Der negativste Teil meines bisherigen Eindrucks war die Installation (Quelle des Screenshots). Der Installer ist schlicht nicht besonders gut gemacht. Damit meine ich nichtmal, dass er im Terminal lief: Das war bei Ubuntu früher nicht anders, trotzdem war Ubuntu damals besser. Es gibt zu wenig Benutzerführung, Hilfe bei der Auswahl der Partitionierung und des Tastaturlayouts beispielsweise. Besonders kritisch ist das nicht automatische Bewältigen der nötigen Unterschiede zwischen Systemen mit BIOS oder UEFI. Ubuntu könnte meine Mutter selbst installieren, Void garantiert nicht.
Ich habe ansonsten nur noch ein Problem: Schrift im Firefox sieht auf manchen Webseiten komisch aus. Ich muss noch schauen, ob die falschen Fonts genutzt werden oder ob da fontconfig versagt. Dessen Konfiguration hatte ich ja für Funtoo erst kürzlich angepasst, vielleicht muss das für Void anders. Ich bin zuversichtlich das noch hinzukriegen. Ich vermute auch, dass ohne mein Backup einzuspielen und beim Verwenden einer gewöhnlichen Desktopumgebung dieses Problem nicht auftreten würde, kann es also Void nicht anlasten.
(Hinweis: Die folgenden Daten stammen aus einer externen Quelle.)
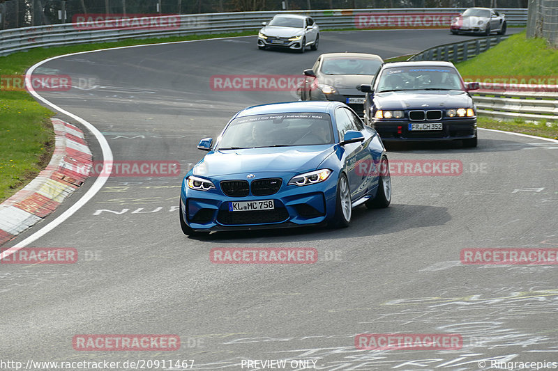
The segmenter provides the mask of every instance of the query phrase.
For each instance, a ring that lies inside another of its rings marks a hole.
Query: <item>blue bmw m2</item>
[[[386,207],[391,200],[379,136],[339,102],[249,107],[197,148],[208,153],[182,182],[186,235],[346,227],[353,207]]]

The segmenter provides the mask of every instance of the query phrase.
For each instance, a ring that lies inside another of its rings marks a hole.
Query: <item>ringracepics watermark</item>
[[[445,29],[458,13],[375,13],[354,16],[357,29]]]
[[[447,333],[361,333],[354,346],[363,350],[457,350],[463,347],[461,335]]]
[[[465,265],[558,265],[558,248],[463,248]]]
[[[72,17],[75,29],[144,29],[173,30],[180,28],[180,16],[160,14],[76,14]]]
[[[0,75],[0,90],[68,91],[72,88],[72,78],[67,74],[33,74],[26,79],[22,74]]]

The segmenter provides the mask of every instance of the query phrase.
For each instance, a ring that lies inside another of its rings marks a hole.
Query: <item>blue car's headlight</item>
[[[209,191],[215,188],[215,185],[211,180],[190,175],[186,178],[186,185],[190,189],[196,191]]]
[[[305,173],[304,174],[292,177],[289,181],[288,185],[303,186],[319,183],[327,179],[331,173],[331,171],[327,168]]]

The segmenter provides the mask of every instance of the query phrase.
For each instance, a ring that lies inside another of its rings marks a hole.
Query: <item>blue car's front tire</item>
[[[351,191],[349,189],[349,182],[347,176],[341,174],[337,182],[337,197],[335,199],[335,214],[330,226],[344,228],[349,226],[351,222],[352,207],[351,206]]]

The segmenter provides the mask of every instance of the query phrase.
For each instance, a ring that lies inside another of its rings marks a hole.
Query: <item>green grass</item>
[[[467,76],[545,76],[556,78],[558,75],[558,52],[547,47],[544,39],[527,39],[525,33],[522,32],[455,66],[464,79]]]
[[[536,77],[539,84],[558,84],[558,50],[548,47],[544,39],[527,39],[525,32],[455,67],[466,81],[529,84],[529,77]],[[479,127],[558,139],[557,123],[547,124],[545,120],[499,120],[481,116],[478,125]]]
[[[52,114],[25,93],[0,93],[0,200],[48,164],[54,150]]]

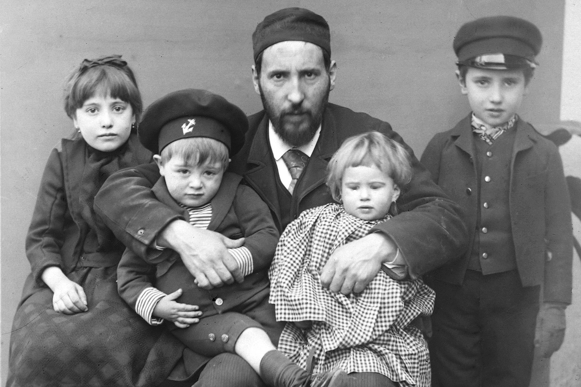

Mein Eindruck von Void ist bisher positiv. Es scheint eine Distribution mit aktuellen Paketen zu sein, deren Paketmanager ordentlich funktioniert, über ein großes Binärrepo verfügt und die konsequent systemd vermeidet. Auf diese Eigenschaften kommt es für mich gerade an. Ich bin gespannt wie viele Jahre ich dabei bleiben kann.